Le spray à froid rencontre la fabrication additive métallique - thefabricator.com

13 juin 2018

En tant que technologie jeune, du moins par rapport aux autres disciplines de fabrication, la fabrication additive peut être difficile à définir. Dans un sens, nous sommes au stade Commodore-Atari-Apple-IBM-PC. Une multitude de technologies se disputent la domination, et chaque année est différente de la suivante.

Exposée au salon RAPID + TCT, cette pièce en cuivre a été imprimée avec la technologie de projection à froid de Spee3D.

Au Spectacle RAPID + TCT en avril, Todd Grimm, président de TA Grimm & Associates Inc., une agence de marketing et de conseil basée à Edgewood, dans le Kentucky, a montré une diapositive familière à tous les acteurs de la fabrication additive. La diapositive illustre le sept familles de technologies de fabrication additive, selon les normes ISO et ASTM. C'est technique et apparemment global, couvrant tout, de la photopolymérisation en cuve et du jet de liant à la fusion sur lit de poudre, à la stratification des feuilles et au dépôt d'énergie dirigé.

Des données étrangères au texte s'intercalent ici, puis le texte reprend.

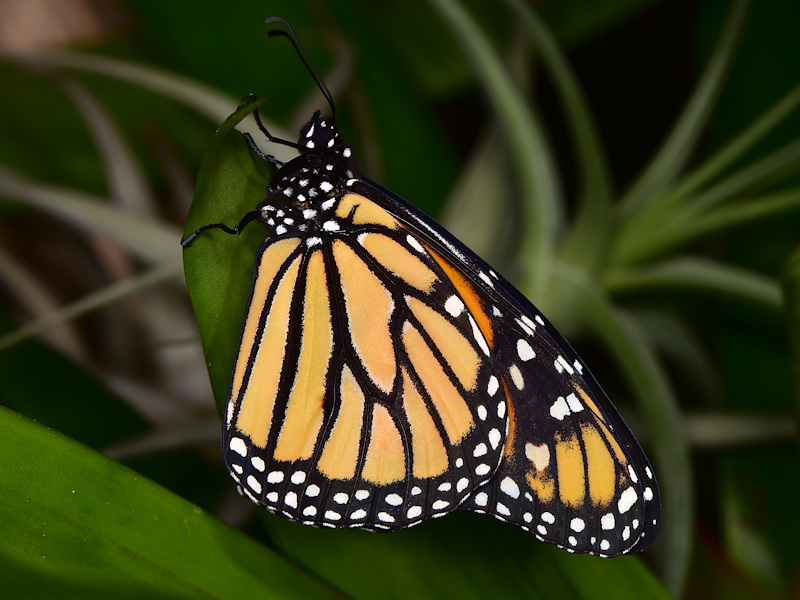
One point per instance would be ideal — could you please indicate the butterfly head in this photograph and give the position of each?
(318, 135)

Lorsque Byron Kennedy a vu cette liste, cependant, il n'a pas pu voir où la technologie de son entreprise se situerait dans ces catégories. Le PDG d'Australie Spee3D, La société de Kennedy a développé une technologie qui adapte essentiellement la technologie de pulvérisation à froid des métaux au monde des additifs. Pour contrôler les coûts, la technologie de pulvérisation à froid ne pulvérise pas d'argon ou d'azote, mais de l'air (qui, bien sûr, est principalement de l'azote) et des poudres métalliques génériques en forme de pomme de terre. Selon l'entreprise, la technologie permet d'imprimer une pièce métallique en quelques minutes.

«Nous parlons de production ici», a déclaré Kennedy. «Nous parlons de milliers de pièces. Ensuite, une fois que vous avez dépassé environ 10 000 pièces, c'est lorsque vous êtes moulé sous pression, car moins cher. »

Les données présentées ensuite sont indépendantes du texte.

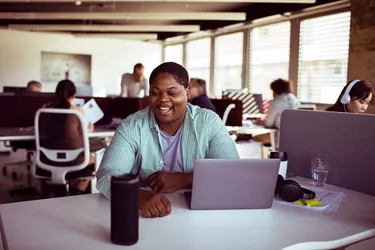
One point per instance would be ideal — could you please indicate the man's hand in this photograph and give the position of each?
(153, 204)
(167, 182)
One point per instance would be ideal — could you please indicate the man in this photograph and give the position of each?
(132, 84)
(34, 87)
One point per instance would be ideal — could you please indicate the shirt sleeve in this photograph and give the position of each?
(118, 159)
(221, 145)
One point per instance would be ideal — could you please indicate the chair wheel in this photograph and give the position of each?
(5, 172)
(14, 176)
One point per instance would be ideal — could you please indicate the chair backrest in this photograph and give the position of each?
(61, 141)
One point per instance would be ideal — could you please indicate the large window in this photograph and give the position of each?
(323, 57)
(269, 57)
(173, 53)
(228, 62)
(198, 59)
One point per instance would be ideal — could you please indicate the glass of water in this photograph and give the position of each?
(319, 171)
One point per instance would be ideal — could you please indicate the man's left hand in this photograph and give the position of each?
(166, 182)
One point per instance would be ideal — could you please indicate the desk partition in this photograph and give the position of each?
(19, 110)
(345, 140)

Alors, comment fonctionne la technologie, exactement? «Nous lançons des poudres métalliques sur la surface à environ 1 000 mètres par seconde», a expliqué Kennedy, créant une liaison métallurgique créée par la vitesse. «Lorsque la particule atteint la surface, elle brise les oxydes sur la particule et brise les oxydes à la surface. Vous obtenez du métal pur sur un contact métallique. Lorsque cette particule se comprime, elle se soude à froid juste le long de la surface. Et la composition chimique de la pièce ne change pas. Si vous pulvérisez de l'aluminium 6061, vous obtenez du 6061. Et vous n'avez pas de chaleur, donc vous n'avez pas de contraintes thermiques.

«La clé de la technologie est le logiciel», a poursuivi Kennedy. «Le logiciel donne essentiellement au système de pulvérisation à froid la possibilité de créer une forme précise, couche par couche. «Il crée automatiquement tout le code robotique pour pouvoir construire cette partie.»

Alors maintenant, en plus de ces sept technologies AM de base, on pourrait ajouter ce nouveau type de spray froid à la liste.

Ce n'est un secret pour personne que la communauté des rédacteurs de normes a eu du mal à suivre tous les développements technologiques de la FA. Cela comprend non seulement l'identification des processus, mais également les normes d'inspection, qui sont à la base de toute une série de technologies dans le monde de la numérisation et des logiciels, y compris l'analyse par éléments finis.

Du point de vue de l'industrie, cependant, ce n'est pas nécessairement une mauvaise chose. Dans le monde de la FA, la différenciation est partout. De nouvelles méthodes entraînent de nouvelles pratiques d'ingénierie et de fabrication. Cette année peut sembler totalement différente de la prochaine. Chaque année, les fabricants ont de nouvelles façons de fabriquer, que ce soit pour des montages, des gabarits ou des pièces de production. Et bien sûr, pour les investisseurs et les fabricants en général, y compris les fabricants de métaux, c'est justement ce qui rend la fabrication additive si attrayante.